Olive cocked her head. “Are you enjoying this?”
“?‘Enjoying’ is probably not the right word, but you have to admit that it’s quite entertaining.”
She had no idea what he was talking about. There was nothing entertaining about the fact that she had randomly kissed a faculty member because he was the only person in the hallway and that, as a consequence of that spectacularly idiotic action, everyone thought she was dating someone she’d met exactly twice before today—
She burst into laughter and folded into herself before her train of thought was even over, overwhelmed by the sheer improbability of the situation. This was her life. These were the results of her actions. When she could finally breathe again, her abs hurt and she had to wipe her eyes. “This is the worst.”
He was smiling, staring at her with a strange light in his eyes. And would you look at that: Adam Carlsen had dimples. Cute ones. “Yep.”
“And it’s all my fault.”
“Pretty much. I kind of yanked Anh’s chain yesterday, but yeah, I’d say that it’s mostly your fault.”
Fake dating. Adam Carlsen. Olive would have to be a lunatic. “Wouldn’t it be a problem that you’re faculty and I’m a graduate student?”
He tilted his head, going serious. “It wouldn’t look great, but I don’t think so, no. Since I have no authority whatsoever over you and am not involved in your supervision. But I can ask around.”
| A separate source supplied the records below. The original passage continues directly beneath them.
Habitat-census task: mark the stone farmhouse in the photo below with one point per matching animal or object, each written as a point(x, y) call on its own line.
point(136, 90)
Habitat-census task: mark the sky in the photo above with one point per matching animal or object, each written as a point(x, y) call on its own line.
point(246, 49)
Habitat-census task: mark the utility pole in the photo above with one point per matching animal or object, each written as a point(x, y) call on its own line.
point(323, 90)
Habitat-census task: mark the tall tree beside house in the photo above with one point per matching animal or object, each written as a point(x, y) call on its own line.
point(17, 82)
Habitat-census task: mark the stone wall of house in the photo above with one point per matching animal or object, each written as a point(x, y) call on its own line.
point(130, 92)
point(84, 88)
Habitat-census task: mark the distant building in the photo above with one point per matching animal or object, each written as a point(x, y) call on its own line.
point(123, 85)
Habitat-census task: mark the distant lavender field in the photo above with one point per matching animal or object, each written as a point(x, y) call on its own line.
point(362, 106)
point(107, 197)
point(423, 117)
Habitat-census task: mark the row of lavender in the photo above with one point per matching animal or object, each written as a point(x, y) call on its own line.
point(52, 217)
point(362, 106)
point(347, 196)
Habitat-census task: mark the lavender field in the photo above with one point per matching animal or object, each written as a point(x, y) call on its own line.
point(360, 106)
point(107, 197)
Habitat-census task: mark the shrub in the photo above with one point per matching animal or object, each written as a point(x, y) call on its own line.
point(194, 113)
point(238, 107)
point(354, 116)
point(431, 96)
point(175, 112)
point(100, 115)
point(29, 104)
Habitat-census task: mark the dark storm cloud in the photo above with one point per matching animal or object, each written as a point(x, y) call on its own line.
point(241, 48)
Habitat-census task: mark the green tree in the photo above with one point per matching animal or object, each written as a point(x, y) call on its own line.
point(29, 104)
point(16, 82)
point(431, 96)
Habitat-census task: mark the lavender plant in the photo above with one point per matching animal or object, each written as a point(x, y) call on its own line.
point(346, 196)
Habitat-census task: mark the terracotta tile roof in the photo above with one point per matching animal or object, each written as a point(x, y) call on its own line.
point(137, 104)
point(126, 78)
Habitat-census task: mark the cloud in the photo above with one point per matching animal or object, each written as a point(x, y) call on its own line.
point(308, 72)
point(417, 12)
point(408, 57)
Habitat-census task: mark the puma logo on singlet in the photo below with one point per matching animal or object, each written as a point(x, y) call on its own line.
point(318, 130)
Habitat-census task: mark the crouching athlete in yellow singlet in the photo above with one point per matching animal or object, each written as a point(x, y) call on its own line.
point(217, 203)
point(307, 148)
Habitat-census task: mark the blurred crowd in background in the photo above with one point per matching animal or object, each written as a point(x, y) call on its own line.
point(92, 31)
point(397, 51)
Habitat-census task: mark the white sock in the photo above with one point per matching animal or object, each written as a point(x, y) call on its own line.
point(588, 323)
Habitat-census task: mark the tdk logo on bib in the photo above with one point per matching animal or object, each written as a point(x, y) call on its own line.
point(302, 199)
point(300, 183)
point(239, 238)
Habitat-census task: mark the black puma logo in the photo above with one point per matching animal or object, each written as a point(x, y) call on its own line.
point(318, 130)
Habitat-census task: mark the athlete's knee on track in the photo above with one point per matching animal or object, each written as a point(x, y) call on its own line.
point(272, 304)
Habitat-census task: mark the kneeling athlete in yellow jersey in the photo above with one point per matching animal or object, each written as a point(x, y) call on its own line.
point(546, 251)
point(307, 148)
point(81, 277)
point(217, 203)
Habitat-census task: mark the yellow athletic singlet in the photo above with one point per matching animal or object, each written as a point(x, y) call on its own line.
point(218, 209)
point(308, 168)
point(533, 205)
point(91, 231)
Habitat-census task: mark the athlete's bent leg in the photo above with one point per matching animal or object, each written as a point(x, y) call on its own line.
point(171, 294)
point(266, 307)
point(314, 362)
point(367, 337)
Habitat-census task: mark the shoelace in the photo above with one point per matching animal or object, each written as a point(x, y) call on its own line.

It was an epically bad idea. The worst idea ever entertained in the epically bad history of bad ideas. Except that it really would solve this current problem of hers, as well as some of Adam’s, in exchange for saying hi to him once a week and making an effort not to call him Dr. Carlsen. It seemed like a pretty good deal.
“Can I think about it?”
“Of course,” he said calmly. Reassuringly.
She hadn’t thought he’d be like this. After hearing all the stories, and seeing him walk around with that perpetual frown of his, she really hadn’t thought he’d be like this. Even if she didn’t quite know what this even meant.
“And thank you, I guess. For offering. Adam.” She added the last word like an afterthought. Trying it out on her lips. It felt weird, but not too weird.
After a long pause, he nodded. “No problem. Olive.”
Chapter Three
HYPOTHESIS: A private conversation with Adam Carlsen will become 150 percent more awkward after the word “sex” is uttered. By me.
Three days later, Olive found herself standing in front of Adam’s office.
She’d never been there before, but she had no problem finding it. The student scurrying out with misty eyes and a terrified expression was a dead giveaway, not to mention that Adam’s door was the only one in the hallway completely devoid of pictures of kids, pets, or significant others. Not even a copy of his article that had made the cover of Nature Methods, which she knew about from looking him up on Google Scholar the previous day. Just dark brown wood and a metal plaque that read: Adam J. Carlsen, Ph.D.